Words can’t convey the horror of the shootings at Sandy Hook Elementary School in Newtown, Conn. Every parent grieves for the lost lives, particularly those of the children, and is overwhelmingly sorry for their parents.
But it’s not only the deaths. Everyone in that school – teachers, aides and particularly the children – has been traumatized to some degree by this tragedy.
Early reports indicate that some of the children were told to close their eyes as they were led out of the school. That was an excellent idea. The less they saw and heard, the less damage there is likely to be.
The extent of that damage will vary from child to child. Some children are unusually sensitive, while others are more resilient to stress. Some children may have experienced previous trauma and be more susceptible to stress. Obviously, those who lost friends will be among the more devastated.
So these kids are going to need counseling for post-traumatic stress disorder because they have now seen the kinds of things that a combat vet sees. They may have only seen them once, but they’ve seen them at an unusually impressive age.
Parents will need to watch their children very carefully in the days and weeks to come, looking for changes in behavior.
One likely manifestation will be nightmares, or as some soldiers call them, “night terrors.” Keep your children close, keep them safe, and comfort them. Talk about their dreams and their fears and their feelings.
Watch for avoidance, not wanting to go near the school or even not wanting to go outside. Watch for unusual reactions to loud noises or sirens or uniforms.
Many victims of PTSD can’t handle the emotions, and they become numb or desensitized. It’s important … gently … to talk about those emotions because it’s dangerous to let them become bottled up. Bottling up bad emotions may result in bottling up good emotions, as well.
Another common symptom of PTSD is hyperarousal. For these kids, that would mean that they’re constantly alert to the possibility that something similar will happen again. They may be checking the hallways regularly to make sure that another guy with another gun isn’t coming back to finish the job.
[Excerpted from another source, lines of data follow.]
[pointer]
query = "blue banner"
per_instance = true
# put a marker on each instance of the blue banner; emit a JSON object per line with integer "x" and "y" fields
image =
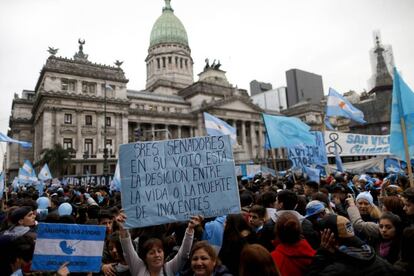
{"x": 80, "y": 245}
{"x": 308, "y": 155}
{"x": 166, "y": 181}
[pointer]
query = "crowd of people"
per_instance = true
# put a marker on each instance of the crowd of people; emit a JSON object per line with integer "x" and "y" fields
{"x": 344, "y": 225}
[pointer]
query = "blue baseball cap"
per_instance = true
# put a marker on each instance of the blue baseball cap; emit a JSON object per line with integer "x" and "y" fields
{"x": 314, "y": 207}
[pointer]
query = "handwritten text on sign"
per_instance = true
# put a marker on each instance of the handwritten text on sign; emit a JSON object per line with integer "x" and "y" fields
{"x": 164, "y": 181}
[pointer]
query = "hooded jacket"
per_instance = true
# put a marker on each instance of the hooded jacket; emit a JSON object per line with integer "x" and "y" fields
{"x": 347, "y": 260}
{"x": 292, "y": 259}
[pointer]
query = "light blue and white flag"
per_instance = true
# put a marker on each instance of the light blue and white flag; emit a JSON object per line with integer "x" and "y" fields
{"x": 337, "y": 105}
{"x": 313, "y": 174}
{"x": 217, "y": 127}
{"x": 1, "y": 185}
{"x": 287, "y": 131}
{"x": 15, "y": 184}
{"x": 80, "y": 245}
{"x": 402, "y": 108}
{"x": 338, "y": 161}
{"x": 116, "y": 181}
{"x": 40, "y": 187}
{"x": 5, "y": 138}
{"x": 392, "y": 165}
{"x": 44, "y": 173}
{"x": 328, "y": 123}
{"x": 27, "y": 174}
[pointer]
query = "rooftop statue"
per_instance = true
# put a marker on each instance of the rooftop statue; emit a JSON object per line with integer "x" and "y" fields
{"x": 118, "y": 63}
{"x": 52, "y": 51}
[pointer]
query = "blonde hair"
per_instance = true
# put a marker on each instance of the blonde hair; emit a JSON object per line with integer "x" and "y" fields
{"x": 375, "y": 212}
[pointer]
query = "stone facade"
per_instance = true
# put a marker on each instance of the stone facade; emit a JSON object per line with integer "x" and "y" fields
{"x": 87, "y": 107}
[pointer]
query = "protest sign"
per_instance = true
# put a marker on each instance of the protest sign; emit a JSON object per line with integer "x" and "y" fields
{"x": 373, "y": 165}
{"x": 307, "y": 155}
{"x": 351, "y": 144}
{"x": 80, "y": 245}
{"x": 165, "y": 181}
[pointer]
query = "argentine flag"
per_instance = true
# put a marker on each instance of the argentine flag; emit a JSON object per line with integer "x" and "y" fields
{"x": 44, "y": 173}
{"x": 80, "y": 245}
{"x": 1, "y": 185}
{"x": 215, "y": 127}
{"x": 5, "y": 138}
{"x": 26, "y": 173}
{"x": 337, "y": 105}
{"x": 116, "y": 181}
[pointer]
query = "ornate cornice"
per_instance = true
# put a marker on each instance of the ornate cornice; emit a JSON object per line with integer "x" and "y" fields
{"x": 81, "y": 68}
{"x": 75, "y": 97}
{"x": 153, "y": 113}
{"x": 216, "y": 104}
{"x": 206, "y": 88}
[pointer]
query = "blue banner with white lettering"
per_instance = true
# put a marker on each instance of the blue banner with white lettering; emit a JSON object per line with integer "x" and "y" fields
{"x": 166, "y": 181}
{"x": 80, "y": 245}
{"x": 308, "y": 155}
{"x": 352, "y": 144}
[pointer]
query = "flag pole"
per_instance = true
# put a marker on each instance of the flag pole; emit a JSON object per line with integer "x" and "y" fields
{"x": 407, "y": 154}
{"x": 273, "y": 158}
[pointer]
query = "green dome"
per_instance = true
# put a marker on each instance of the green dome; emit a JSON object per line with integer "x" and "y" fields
{"x": 168, "y": 29}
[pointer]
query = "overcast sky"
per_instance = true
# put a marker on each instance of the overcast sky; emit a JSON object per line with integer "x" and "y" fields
{"x": 258, "y": 39}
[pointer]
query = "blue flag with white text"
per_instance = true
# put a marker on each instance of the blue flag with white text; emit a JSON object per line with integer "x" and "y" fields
{"x": 338, "y": 161}
{"x": 26, "y": 173}
{"x": 5, "y": 138}
{"x": 337, "y": 105}
{"x": 402, "y": 108}
{"x": 287, "y": 131}
{"x": 312, "y": 173}
{"x": 216, "y": 126}
{"x": 392, "y": 165}
{"x": 44, "y": 173}
{"x": 80, "y": 245}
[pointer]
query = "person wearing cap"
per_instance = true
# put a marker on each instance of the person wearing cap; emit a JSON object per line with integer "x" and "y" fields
{"x": 315, "y": 211}
{"x": 339, "y": 199}
{"x": 293, "y": 253}
{"x": 23, "y": 219}
{"x": 366, "y": 207}
{"x": 383, "y": 236}
{"x": 408, "y": 200}
{"x": 343, "y": 253}
{"x": 310, "y": 188}
{"x": 286, "y": 202}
Depression is common, as is anger. That’s a product of fear that comes from being in danger, espeially in a frightening situation over which they have no control.
This would be a good time to check the household for toys that might bring back bad memories. Guns and ambulances come to mind.
And it’s critical not to re-traumatize a child by allowing him or her to watch violence television shows, movies or video games. Children shouldn’t see those things anyway, but it’s important now to make sure children aren’t exposed to them.
Finally, understand that this is likely to be a problem that unfolds. It will take a while for kids to process what they’ve been through, so symptoms of PTSD may not show up for days or perhaps even weeks.